REPORTER: District Attorney Madison, how does it feel to be stepping into the shoes of a legend like Harvey Dent?

MADISON: It's an honor to take up his standard. I'm out to confirm his faith in me and do him proud.

REPORTER: Crime is at a ten year low in Gotham. Do we need another crusading D. A.?

MADISON: Crime has dropped because of the hard work we've done at the D. A.'s office in tandem with the Mayor and the police. This is no time for complacency.

REPORTER: But isn't the drop in crime due more to Batman and his efforts than anything you've done?
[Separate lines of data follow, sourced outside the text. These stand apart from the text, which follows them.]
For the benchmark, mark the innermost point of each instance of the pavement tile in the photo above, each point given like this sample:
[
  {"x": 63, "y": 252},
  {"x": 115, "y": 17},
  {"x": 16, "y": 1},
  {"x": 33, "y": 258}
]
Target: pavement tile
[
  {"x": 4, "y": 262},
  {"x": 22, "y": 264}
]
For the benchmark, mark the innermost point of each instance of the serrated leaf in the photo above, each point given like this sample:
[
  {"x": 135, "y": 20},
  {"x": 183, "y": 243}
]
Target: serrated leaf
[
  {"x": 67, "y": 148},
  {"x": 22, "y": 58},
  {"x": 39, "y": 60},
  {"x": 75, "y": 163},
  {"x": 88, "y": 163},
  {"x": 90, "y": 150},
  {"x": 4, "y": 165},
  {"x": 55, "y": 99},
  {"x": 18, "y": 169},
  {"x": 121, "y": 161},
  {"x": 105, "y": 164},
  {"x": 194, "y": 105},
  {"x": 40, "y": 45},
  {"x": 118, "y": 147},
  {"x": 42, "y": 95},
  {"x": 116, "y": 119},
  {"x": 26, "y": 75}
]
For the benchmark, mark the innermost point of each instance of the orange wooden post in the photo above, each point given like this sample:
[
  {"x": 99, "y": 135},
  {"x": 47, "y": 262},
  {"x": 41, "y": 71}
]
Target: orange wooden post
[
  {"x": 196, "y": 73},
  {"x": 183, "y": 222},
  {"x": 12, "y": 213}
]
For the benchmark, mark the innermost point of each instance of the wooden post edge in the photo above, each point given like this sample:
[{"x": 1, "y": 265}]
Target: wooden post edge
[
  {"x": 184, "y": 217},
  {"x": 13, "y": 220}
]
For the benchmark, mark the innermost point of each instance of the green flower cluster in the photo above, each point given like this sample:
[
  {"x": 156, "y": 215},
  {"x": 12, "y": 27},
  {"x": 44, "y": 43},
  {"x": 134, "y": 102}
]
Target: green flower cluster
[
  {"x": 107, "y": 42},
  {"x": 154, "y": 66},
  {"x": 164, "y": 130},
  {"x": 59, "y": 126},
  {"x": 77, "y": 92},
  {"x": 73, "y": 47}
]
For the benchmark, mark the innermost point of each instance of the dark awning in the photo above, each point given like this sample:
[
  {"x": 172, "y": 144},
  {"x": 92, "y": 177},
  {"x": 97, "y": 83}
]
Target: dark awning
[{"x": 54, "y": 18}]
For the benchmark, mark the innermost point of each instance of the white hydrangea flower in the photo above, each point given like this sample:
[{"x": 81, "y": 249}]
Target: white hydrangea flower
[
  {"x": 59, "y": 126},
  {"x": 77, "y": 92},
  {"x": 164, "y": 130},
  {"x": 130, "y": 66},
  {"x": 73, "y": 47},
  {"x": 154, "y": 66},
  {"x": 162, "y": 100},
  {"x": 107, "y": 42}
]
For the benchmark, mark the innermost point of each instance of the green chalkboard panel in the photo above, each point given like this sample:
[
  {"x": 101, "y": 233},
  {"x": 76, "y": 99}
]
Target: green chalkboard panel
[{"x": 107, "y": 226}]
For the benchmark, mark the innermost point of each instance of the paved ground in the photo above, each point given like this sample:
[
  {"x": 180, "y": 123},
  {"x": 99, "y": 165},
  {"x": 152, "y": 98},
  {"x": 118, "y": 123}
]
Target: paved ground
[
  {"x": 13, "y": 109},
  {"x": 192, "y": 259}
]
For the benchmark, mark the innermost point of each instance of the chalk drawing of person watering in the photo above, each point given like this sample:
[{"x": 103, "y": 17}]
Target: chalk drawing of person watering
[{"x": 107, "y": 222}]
MADISON: (the question visibly riles her) While it's true that some ... segments of the GCPD have worked with the Batman in the past, The District Attorney's position remains plain: Batman is a vigilante and a law-breaker and he will be brought to justice, prosecuted to the full extent of the law. (Getting more worked up) Before you go making a hero of this ... masked thug, let me remind you that he is still suspected in several homicides and has failed to cooperate with authorities on the matter.

REPORTER: And what about Catwoman? She seems to be openly mocking you and the police in the latest Gazette. (the same front page we've seen with Bruce Wayne and Alfred is shown to the D. A.)

MADISON: This is exactly what I mean when I say there's no room for complacency. Crime may be down, but it isn't gone. Not yet.

Gordon returns for Madison and starts to coax her to leave the cameras and follow him.

MADISON: (As she's being led away) They can't hide behind those masks! Batman can't hide! Catwoman can't hide! Wherever they are, we will find them and we will incarcerate them!

She reluctantly follows Gordon out of the crowd.

In the next scene, we'll find out where Catwoman wandered off to. Later, a charity fund raiser at the grounds of Wayne Manor goes awry and the criminal element makes its presence known.

A note on casting: As I write this, I think about the actors from the movie speaking these lines like Nestor Carbonell as the Mayor, for example. In the case of a character who hasn't appeared in one of these recent films, like Julie Madison, I don't have that same template to use. So I make up dream casting in my head and imagine that. I've already said I'd like to see Catwoman played by Kate Beckinsale. It's twisted, but I'd love to see Maria Falcone played by Sharon Stone and Julie Madison played by Halle Berry.

Sure it's wrong. That's what makes it so very right.